At William's funeral Barbara felt convinced that William's killer would be punished, but she was to be powerfully disabused of this notion. Her appearance at the grand jury, where some of the all white group were reading magazines and ignoring her testimony, convinced her otherwise and she concludes, on camera, that her teaching of her children to be race-neutral in judgment was wrong. By implication, they ought to have been taught that the white man is the enemy. It seems also that William made a grievous error to begin with with Mark Reilly. He hit Reilly's car. Reilly said that if he would not report the accident he would repair William's car for free. He should have had nothing to do with Reilly and realized that he was on dangerous ground with him from the start.

Another irony of the film is that while it may seem to viewers that Yance Ford is setting out to show his brother's innocence this is not what happens. His brother secretly told him how he had menaced Mark Reilly, the mechanic, with a car door and a vacuum cleaner, and Yance should have told him he was being stupid but instead rejoiced that he was being a bad-ass. Yance counts himself as therefore sharing in the guilt of William's death. The implication is that, as a police investigator reveals to Yance, evidence shows William was sufficiently provocative and threatening to suggest, to the white grand jury at least, that Mark Reilly may have been in danger, even if shooing William was not necessary. Nevertheless that William and his friend became the principal suspects in William's death was a typical absurdity of an unjust, racially biased system.

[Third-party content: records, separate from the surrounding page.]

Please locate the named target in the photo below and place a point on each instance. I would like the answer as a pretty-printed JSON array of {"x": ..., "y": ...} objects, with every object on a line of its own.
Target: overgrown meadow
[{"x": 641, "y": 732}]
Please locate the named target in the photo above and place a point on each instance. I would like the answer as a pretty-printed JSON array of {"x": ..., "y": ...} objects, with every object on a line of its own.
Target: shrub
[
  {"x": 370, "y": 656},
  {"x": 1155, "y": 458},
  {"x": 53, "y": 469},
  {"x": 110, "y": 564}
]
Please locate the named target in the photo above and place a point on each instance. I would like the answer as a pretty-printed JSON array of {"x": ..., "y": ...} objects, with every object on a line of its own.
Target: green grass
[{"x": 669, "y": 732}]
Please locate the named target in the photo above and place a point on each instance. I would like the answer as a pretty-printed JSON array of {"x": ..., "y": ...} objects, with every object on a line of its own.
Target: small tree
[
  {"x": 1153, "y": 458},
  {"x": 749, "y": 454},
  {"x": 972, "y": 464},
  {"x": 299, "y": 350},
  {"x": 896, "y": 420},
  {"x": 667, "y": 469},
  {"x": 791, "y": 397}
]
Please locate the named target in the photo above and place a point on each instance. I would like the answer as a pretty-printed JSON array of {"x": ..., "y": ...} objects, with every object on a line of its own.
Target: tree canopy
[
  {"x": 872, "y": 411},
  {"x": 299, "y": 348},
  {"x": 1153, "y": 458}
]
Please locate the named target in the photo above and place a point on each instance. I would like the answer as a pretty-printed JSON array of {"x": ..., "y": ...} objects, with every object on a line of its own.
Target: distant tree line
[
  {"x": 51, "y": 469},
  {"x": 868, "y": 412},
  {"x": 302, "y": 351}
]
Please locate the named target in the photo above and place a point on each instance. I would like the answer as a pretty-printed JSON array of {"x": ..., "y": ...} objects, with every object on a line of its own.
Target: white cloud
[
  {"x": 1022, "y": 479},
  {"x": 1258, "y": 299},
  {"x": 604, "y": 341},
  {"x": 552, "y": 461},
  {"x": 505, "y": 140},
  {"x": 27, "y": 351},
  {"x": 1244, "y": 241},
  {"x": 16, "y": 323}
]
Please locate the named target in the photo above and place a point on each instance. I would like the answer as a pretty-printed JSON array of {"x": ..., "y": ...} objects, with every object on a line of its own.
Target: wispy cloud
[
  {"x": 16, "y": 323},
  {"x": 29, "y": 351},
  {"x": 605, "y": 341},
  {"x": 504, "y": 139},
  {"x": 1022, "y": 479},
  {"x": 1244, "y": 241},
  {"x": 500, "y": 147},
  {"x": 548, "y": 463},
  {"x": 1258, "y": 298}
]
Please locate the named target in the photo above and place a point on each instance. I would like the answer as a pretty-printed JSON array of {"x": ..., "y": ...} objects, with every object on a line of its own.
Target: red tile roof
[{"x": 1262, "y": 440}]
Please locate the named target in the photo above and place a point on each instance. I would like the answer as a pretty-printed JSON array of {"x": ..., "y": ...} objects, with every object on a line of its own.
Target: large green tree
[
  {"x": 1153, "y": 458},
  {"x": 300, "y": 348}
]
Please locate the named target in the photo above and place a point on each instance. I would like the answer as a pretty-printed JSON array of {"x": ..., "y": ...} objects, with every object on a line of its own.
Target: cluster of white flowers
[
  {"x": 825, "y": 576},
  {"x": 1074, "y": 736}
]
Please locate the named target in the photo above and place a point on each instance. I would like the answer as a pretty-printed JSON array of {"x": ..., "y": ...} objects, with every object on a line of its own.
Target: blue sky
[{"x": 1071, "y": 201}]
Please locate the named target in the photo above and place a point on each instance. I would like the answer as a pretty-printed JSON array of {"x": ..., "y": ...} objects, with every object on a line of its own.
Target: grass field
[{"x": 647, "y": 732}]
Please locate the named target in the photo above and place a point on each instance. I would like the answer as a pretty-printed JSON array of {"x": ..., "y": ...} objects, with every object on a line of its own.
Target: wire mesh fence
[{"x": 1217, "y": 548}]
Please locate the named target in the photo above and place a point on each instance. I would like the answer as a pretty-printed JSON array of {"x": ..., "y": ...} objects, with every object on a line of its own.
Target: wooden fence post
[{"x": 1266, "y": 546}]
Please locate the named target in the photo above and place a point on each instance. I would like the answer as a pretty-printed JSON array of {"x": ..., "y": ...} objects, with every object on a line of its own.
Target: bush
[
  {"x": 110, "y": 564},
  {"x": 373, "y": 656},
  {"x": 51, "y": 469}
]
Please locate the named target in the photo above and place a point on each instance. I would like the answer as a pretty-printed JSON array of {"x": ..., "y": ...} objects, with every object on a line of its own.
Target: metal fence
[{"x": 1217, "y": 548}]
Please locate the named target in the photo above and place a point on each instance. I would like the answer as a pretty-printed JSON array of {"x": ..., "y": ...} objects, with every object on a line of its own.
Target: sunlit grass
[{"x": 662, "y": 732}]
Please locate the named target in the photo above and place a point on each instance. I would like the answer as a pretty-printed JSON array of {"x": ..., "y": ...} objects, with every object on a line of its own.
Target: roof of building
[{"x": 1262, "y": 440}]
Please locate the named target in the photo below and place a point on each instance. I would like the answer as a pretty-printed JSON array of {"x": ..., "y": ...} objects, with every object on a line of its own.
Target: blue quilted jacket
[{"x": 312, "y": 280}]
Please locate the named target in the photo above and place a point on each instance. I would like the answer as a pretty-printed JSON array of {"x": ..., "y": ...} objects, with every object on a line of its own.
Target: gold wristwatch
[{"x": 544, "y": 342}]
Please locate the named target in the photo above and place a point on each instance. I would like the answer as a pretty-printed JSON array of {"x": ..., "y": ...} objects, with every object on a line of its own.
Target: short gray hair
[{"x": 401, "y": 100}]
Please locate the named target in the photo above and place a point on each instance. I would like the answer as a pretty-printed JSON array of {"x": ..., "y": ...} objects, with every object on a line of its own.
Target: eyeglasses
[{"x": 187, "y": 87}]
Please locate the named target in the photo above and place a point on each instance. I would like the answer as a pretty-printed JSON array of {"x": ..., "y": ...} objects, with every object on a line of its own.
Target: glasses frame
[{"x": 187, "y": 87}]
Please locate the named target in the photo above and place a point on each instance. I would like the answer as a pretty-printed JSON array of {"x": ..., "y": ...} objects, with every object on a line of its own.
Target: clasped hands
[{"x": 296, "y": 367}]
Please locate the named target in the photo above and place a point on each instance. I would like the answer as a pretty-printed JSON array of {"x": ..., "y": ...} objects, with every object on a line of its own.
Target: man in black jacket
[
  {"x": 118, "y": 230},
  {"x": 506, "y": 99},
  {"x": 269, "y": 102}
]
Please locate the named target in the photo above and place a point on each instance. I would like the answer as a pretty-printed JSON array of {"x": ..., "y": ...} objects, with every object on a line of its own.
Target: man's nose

Ford is a former producer of PBS’s documentary program “POV,” spent many years working on this film. Far from the detached, non-invasive kind of documentary, this one features its maker in extreme closeup, glaring angrily into the camera and weeping after phone conversations with unhelpful officers. Yet this lack of conventional "professionalism" is offset by elegant minimalism in the shooting and by rigorous research.

Strong Island, 107 mins., debuted at Sundance, receiving a Special Jury Award for Storytelling there; and has been in other festivals including the Berlinale, True/False, and New Directors/New Films, and it was as part of the latter that it was screened for this review.